Soft drinks bottles are displayed on a shelf in a shop in London in this file photograph dated April 24, 2013. Reuters/Suzanne Plunkett

Grattan Institute has published a report titled, "A sugary drinks tax: recovering the community costs of obesity," which suggests Australia should introduce tax on sugary drinks. According to the suggested sugar tax, the government should impose an excise tax of 40 cents per 100 grammes of sugar on water-based drinks that contain added sugar. It should be implemented to all non-alcoholic beverages.

Benefits of sugar tax in Australia

According to the Grattan Institute report, the new tax would help redress the imbalance between the dollars spent on healthcare and welfare and the tax raised by the government. Australian taxpayers have been paying more than $5.3 billion a year, which is spent on healthcare and welfare. Most beneficiaries of the tax are obese people. Obese people are also admitted to hospitals more often than other people. However, obese people are more likely to be unemployed, which also means that they pay less tax than the rest of the population.

The report said that the tax would raise about $500 million a year, recouping some of the costs of obesity to the community. It would also generate a fall of 15 percent in the consumption of sugar-sweetened beverages.

Obesity in Australia

The report revealed that one in four adults are now classified as obese. In the early 1980s, the ratio was only one is to ten. However, it is more worrying to know about seven percent of Australia's children are obese.

According to the Australian Institute of Health and Welfare (AIHW), there are 10 percent more adults who are overweight or obese than in 1995. There are 15 percent more people living in outer regional and remote areas who are overweight or obese than people living in major cities.

AIHW also revealed that overweight and obesity with high BMI is the second largest contributor to burden of disease. The top one contributor is the dietary risks while smoking is ranked at number three.

Burden of disease analysis is a modelling technique combining multiple data sources to count to compare the total fatal burden (impact of premature death) and non-fatal burden (impact of ill-health) health loss from diseases and injuries in a population.

Sugar tax in other countries

Scandinavian countries, France, Hungary and Mexico are among the countries implementing the sugar tax.

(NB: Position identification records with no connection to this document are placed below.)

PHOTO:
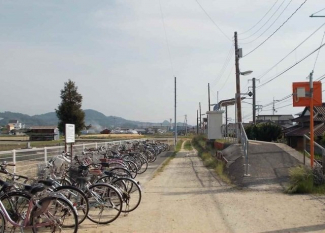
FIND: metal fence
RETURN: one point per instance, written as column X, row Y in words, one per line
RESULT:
column 245, row 144
column 29, row 160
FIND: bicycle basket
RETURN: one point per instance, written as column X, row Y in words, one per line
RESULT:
column 75, row 172
column 42, row 171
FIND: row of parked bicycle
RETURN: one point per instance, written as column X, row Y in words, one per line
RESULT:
column 99, row 185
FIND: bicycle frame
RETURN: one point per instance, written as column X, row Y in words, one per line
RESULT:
column 27, row 219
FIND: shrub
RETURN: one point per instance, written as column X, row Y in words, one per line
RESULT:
column 301, row 180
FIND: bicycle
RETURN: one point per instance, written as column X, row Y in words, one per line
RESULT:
column 23, row 210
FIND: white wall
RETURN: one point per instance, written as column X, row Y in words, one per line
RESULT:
column 214, row 124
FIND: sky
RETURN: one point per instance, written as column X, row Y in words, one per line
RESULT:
column 124, row 55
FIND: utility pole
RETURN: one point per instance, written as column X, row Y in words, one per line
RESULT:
column 200, row 118
column 175, row 139
column 185, row 124
column 209, row 95
column 197, row 121
column 238, row 100
column 273, row 110
column 254, row 102
column 311, row 110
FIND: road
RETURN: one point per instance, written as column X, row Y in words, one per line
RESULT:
column 187, row 197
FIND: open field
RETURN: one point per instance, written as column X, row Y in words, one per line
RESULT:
column 14, row 138
column 112, row 136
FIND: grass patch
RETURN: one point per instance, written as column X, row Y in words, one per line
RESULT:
column 305, row 180
column 188, row 145
column 167, row 161
column 206, row 152
column 23, row 145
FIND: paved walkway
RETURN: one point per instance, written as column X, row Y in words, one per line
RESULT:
column 187, row 197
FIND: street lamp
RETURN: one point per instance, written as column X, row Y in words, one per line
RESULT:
column 246, row 72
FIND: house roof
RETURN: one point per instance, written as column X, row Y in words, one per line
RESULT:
column 44, row 127
column 319, row 114
column 298, row 130
column 13, row 121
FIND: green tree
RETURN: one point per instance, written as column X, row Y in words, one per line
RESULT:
column 69, row 111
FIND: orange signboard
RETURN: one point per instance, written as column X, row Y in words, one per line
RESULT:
column 301, row 91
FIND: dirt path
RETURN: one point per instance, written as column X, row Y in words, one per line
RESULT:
column 187, row 197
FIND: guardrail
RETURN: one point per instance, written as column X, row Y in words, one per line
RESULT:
column 316, row 162
column 28, row 160
column 245, row 144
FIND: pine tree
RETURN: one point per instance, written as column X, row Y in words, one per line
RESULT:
column 69, row 111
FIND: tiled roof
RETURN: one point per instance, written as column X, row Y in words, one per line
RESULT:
column 44, row 127
column 319, row 114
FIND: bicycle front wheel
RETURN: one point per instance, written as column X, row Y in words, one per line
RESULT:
column 105, row 203
column 78, row 199
column 54, row 214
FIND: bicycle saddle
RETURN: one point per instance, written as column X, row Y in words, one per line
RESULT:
column 33, row 189
column 46, row 182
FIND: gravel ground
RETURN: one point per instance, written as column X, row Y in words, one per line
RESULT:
column 187, row 197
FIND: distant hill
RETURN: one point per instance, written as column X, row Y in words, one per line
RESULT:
column 97, row 119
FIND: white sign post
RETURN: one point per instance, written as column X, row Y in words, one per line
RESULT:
column 69, row 137
column 69, row 133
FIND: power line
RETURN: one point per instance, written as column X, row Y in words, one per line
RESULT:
column 277, row 107
column 276, row 29
column 291, row 66
column 267, row 20
column 170, row 57
column 261, row 18
column 269, row 25
column 291, row 51
column 212, row 20
column 318, row 11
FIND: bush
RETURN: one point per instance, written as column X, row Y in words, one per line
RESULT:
column 301, row 180
column 205, row 151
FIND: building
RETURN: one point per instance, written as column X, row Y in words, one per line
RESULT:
column 285, row 121
column 43, row 133
column 294, row 134
column 17, row 125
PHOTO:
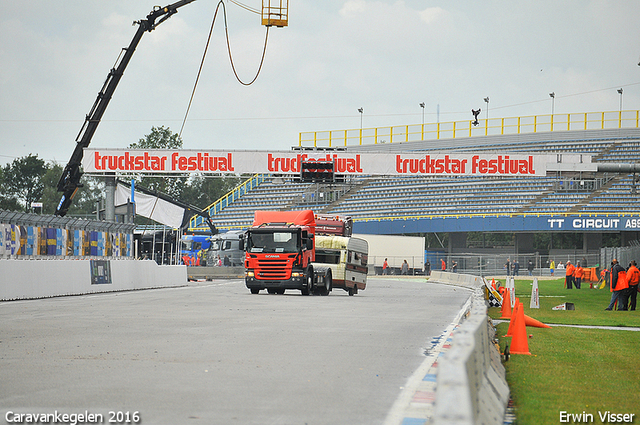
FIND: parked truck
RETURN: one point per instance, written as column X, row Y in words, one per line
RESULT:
column 225, row 249
column 280, row 254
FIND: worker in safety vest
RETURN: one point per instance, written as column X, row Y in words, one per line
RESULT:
column 569, row 275
column 578, row 273
column 633, row 277
column 618, row 286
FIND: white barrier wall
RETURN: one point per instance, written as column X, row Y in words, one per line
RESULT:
column 26, row 279
column 471, row 384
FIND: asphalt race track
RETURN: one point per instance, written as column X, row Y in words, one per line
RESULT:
column 212, row 353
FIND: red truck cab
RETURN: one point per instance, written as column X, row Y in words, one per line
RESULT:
column 279, row 250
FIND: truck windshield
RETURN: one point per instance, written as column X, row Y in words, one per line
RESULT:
column 273, row 242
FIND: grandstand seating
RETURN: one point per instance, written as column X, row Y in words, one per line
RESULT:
column 399, row 197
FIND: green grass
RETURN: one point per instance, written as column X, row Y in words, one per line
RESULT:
column 573, row 369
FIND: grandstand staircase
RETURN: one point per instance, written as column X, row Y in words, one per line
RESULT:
column 346, row 195
column 535, row 200
column 587, row 199
column 605, row 151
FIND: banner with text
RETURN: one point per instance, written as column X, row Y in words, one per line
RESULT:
column 98, row 161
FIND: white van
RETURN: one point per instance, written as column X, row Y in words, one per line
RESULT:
column 347, row 258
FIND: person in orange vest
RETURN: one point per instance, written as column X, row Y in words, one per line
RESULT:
column 577, row 275
column 569, row 275
column 633, row 277
column 619, row 284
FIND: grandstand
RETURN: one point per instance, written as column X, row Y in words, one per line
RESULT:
column 566, row 201
column 400, row 198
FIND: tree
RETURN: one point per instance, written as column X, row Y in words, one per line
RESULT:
column 23, row 180
column 84, row 203
column 161, row 138
column 7, row 202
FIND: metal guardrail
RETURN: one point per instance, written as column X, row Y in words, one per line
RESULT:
column 70, row 223
column 466, row 128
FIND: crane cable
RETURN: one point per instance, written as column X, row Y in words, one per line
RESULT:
column 264, row 50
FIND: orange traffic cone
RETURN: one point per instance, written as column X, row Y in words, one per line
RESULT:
column 514, row 315
column 505, row 311
column 519, row 341
column 529, row 321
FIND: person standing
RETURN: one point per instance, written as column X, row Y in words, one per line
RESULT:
column 618, row 285
column 577, row 275
column 405, row 268
column 633, row 277
column 569, row 275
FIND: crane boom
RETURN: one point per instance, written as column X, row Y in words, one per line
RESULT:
column 70, row 180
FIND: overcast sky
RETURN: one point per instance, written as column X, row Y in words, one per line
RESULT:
column 386, row 56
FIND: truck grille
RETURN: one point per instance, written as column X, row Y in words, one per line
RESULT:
column 275, row 269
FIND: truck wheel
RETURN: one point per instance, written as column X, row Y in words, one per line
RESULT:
column 327, row 283
column 307, row 289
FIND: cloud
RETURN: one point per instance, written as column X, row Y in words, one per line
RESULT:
column 432, row 15
column 353, row 7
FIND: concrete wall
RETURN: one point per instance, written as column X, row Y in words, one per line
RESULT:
column 27, row 279
column 471, row 384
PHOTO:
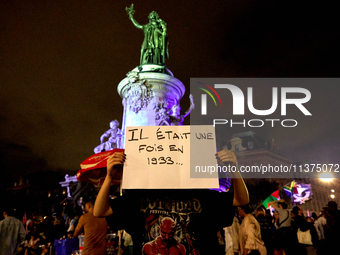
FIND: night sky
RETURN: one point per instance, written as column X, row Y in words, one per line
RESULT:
column 61, row 62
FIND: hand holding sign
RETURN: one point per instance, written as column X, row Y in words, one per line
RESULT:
column 226, row 156
column 160, row 157
column 115, row 166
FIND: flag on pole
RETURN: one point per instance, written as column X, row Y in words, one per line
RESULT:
column 289, row 188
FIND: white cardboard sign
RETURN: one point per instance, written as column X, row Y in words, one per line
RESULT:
column 158, row 157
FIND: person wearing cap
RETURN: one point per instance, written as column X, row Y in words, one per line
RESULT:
column 196, row 214
column 94, row 230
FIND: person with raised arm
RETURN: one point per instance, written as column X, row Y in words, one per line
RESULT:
column 196, row 214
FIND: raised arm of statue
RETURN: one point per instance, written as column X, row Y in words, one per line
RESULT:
column 130, row 11
column 192, row 106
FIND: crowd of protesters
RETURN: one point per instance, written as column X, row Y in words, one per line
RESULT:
column 284, row 231
column 34, row 235
column 280, row 231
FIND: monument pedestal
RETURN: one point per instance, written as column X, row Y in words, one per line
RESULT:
column 150, row 96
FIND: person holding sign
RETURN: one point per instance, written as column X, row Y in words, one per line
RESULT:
column 171, row 221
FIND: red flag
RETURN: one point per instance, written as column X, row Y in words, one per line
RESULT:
column 93, row 169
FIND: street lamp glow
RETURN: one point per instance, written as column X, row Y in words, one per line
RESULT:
column 326, row 177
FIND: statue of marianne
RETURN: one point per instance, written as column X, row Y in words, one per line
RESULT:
column 155, row 45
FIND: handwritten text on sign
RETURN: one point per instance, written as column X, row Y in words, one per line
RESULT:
column 159, row 157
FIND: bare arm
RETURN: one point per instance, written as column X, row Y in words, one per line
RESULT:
column 102, row 206
column 241, row 196
column 80, row 227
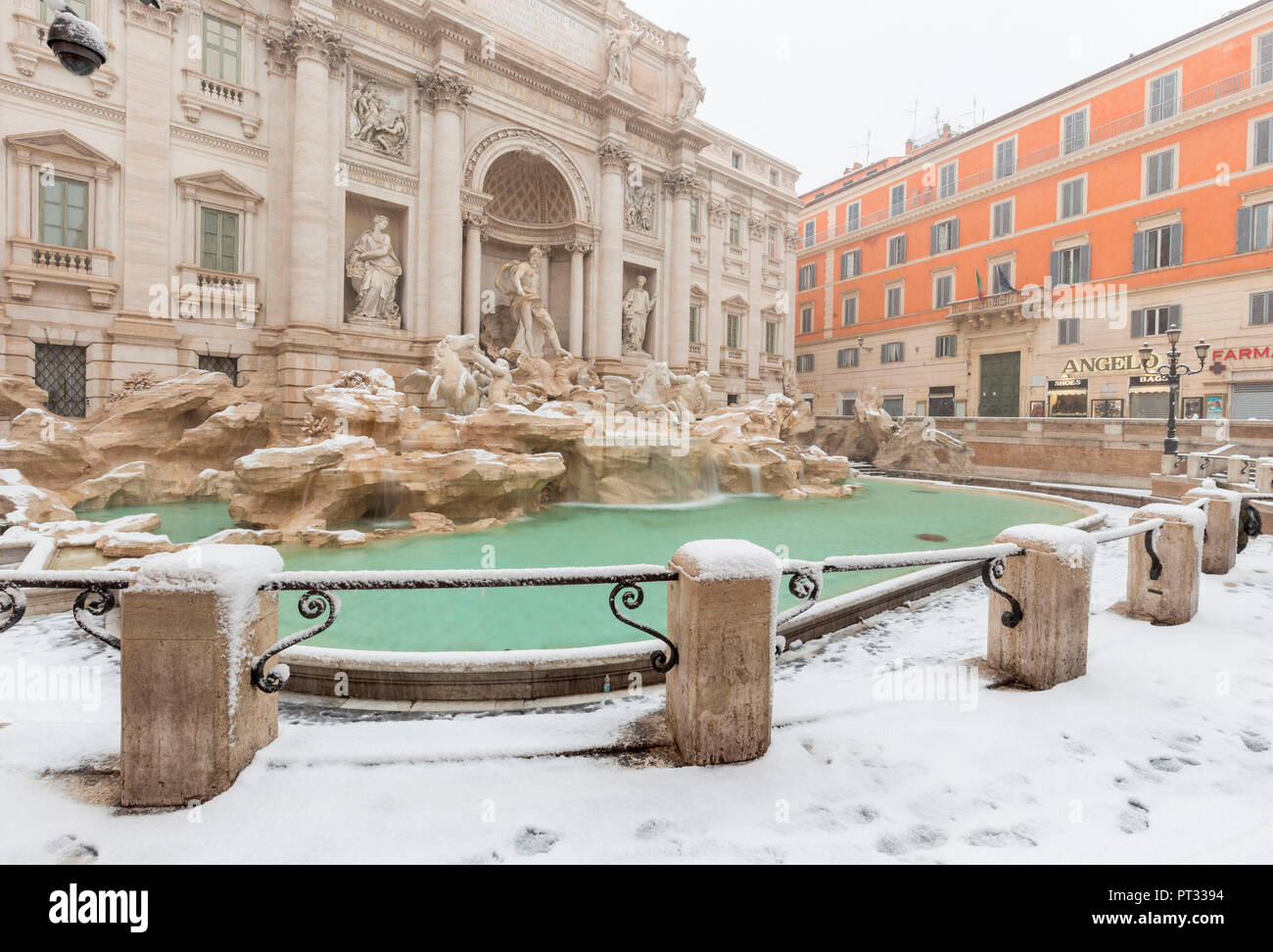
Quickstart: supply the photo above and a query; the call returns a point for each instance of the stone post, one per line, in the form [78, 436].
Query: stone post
[610, 300]
[314, 50]
[191, 718]
[449, 97]
[721, 616]
[1196, 466]
[1264, 475]
[682, 185]
[1235, 474]
[1172, 597]
[1053, 583]
[577, 250]
[1220, 550]
[472, 272]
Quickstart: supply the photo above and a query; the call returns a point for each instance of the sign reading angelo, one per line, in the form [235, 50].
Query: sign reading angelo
[545, 26]
[1107, 364]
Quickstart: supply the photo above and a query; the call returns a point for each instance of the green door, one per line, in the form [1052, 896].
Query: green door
[1001, 385]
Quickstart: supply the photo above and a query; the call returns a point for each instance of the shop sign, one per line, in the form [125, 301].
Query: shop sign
[1108, 364]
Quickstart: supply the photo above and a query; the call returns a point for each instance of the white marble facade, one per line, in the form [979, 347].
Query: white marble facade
[351, 177]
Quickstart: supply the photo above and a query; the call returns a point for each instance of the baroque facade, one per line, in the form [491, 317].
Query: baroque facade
[287, 191]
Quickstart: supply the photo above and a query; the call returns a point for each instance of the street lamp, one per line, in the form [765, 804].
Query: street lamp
[1174, 373]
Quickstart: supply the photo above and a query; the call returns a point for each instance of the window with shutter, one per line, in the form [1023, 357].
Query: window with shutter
[1006, 158]
[1261, 309]
[1162, 97]
[1074, 132]
[849, 310]
[1159, 172]
[853, 216]
[1002, 219]
[1263, 152]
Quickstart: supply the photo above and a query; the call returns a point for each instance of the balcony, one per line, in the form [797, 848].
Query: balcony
[979, 312]
[32, 263]
[202, 92]
[216, 296]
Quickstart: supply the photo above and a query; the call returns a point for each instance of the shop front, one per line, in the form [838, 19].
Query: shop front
[1149, 398]
[1067, 398]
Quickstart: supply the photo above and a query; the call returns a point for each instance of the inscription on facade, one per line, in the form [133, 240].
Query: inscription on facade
[545, 26]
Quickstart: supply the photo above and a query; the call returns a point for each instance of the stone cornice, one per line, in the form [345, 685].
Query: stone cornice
[612, 154]
[220, 143]
[62, 102]
[445, 90]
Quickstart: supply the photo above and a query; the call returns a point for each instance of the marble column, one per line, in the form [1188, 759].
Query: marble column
[145, 71]
[610, 298]
[314, 50]
[577, 250]
[682, 183]
[24, 173]
[755, 297]
[448, 96]
[475, 223]
[711, 328]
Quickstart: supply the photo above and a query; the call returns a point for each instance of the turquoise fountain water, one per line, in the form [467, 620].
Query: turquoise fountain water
[886, 517]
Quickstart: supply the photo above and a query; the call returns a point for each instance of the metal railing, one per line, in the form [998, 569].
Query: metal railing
[1184, 105]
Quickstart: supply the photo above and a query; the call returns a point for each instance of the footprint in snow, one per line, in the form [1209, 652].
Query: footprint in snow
[1255, 743]
[1134, 819]
[531, 841]
[71, 850]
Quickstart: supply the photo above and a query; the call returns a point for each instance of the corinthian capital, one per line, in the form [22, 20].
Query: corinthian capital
[444, 90]
[682, 182]
[304, 39]
[611, 154]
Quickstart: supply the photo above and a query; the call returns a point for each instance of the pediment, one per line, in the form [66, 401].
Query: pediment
[220, 182]
[59, 141]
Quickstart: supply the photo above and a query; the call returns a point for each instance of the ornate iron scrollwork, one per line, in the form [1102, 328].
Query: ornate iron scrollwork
[632, 595]
[993, 569]
[313, 603]
[13, 602]
[806, 585]
[96, 602]
[1155, 563]
[1249, 525]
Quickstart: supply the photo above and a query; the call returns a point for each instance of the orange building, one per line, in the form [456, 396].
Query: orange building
[1014, 268]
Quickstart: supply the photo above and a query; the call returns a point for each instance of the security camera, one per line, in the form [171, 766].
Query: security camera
[76, 43]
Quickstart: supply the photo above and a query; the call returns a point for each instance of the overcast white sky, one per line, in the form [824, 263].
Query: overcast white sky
[807, 79]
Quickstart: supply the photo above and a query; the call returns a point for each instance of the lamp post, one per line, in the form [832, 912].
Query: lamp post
[1174, 373]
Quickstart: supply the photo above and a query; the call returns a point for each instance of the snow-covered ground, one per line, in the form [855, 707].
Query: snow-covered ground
[1161, 753]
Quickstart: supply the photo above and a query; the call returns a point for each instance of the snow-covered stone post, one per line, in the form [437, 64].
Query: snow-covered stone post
[190, 626]
[1053, 583]
[1220, 550]
[1264, 475]
[1172, 597]
[721, 616]
[1235, 470]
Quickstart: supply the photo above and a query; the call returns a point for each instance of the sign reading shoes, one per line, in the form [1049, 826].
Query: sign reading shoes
[1108, 364]
[100, 906]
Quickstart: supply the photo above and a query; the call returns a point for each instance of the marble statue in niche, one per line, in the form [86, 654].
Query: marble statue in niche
[692, 92]
[373, 271]
[374, 121]
[636, 306]
[640, 209]
[536, 331]
[619, 47]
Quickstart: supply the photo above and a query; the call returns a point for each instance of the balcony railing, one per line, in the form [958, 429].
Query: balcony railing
[34, 262]
[1185, 103]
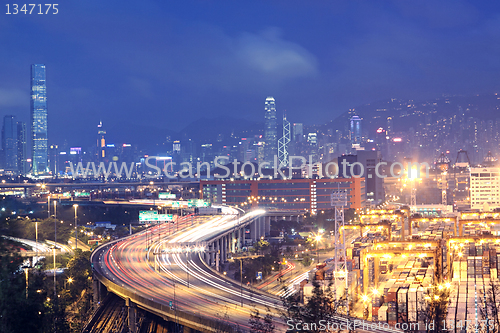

United Kingdom will follow suit but it will be implemented in 2018. Countries including India, South Africa, Philippines and Indonesia are also considering implementing it.

“Obesity is one of the great public health challenges of modern Australia, and so this is a reform whose time has come, Stephen Duckett, Grattan Institute Health Program Director, said in a statement. “We target these drinks because most of them contain no nutritional benefit.”

“How we use the money is a debate for later. For now, Australia should introduce this tax because it offers twin benefits: It will reduce the number of people who become obese and it will ensure fewer taxpayer dollars have to be spent on the damage done by obesity.” Duckett said.